Enfin l’homme, se civilisant de plus en plus, apprit à bâtir des villes et des forteresses ; la terre se divisa entre ses habitants ; la mer même se couvrit de voiles. Les nations se lièrent par des pactes analogues à ceux qui avaient lié autrefois les individus. Les poètes, par leurs chants, transmirent les événements à la postérité. Puis l’écriture fut inventée, qui servit à fixer la mémoire des hommes. Quant aux temps primitifs qui avaient précédé cette époque de civilisation relative, on en perdit peu à peu toute trace ; et c’est par le raisonnement seul qu‘on peut reconstruire l’histoire de ces âges oubliés.

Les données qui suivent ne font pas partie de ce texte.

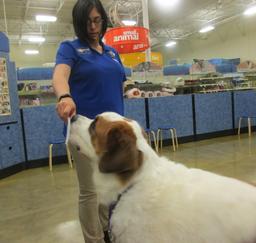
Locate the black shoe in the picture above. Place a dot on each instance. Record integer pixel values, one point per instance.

La conclusion de Lucrèce, après cette esquisse de l’histoire humaine, est vraiment magistrale ; il dégage l’idée de progrès des faits qu’il vient d’exposer, et c’est sur l’affirmation du progrès qu’il termine le livre v[2]. « La navigation, l’agriculture, l’architecture, la jurisprudence, l’art de forger les armes, de construire les chemins, de tisser les étoffes, toutes les autres inventions de ce genre ; les arts mêmes qui font l’agrément de la vie, comme la poésie, la peinture, la sculpture, sont nés du besoin en même temps que

  1. Lucr., loc. cit. Lucrèce répète par trois fois cette pensée.
  2. Lucr., V, 1455.

    Navigia, atque agri culturas, mœnia, leges,
    Arma, vias, vestes, et cætera de genere horum
    Præmia, delicias quoque vitæ funditus omnes,
    Carmina, picturas, et dædala signa polire,
    Usus et impigræ simul experientia mentis
    Paulatim docuit pedetentim progredientes.
    Sic uuum quidquid paulatim protrahit ætas
    In medium, ratioque in luminis eruit oras.
    Namque alid ex alio clarescere corde videmus
    Artibus, ad summum donec venere cacumen.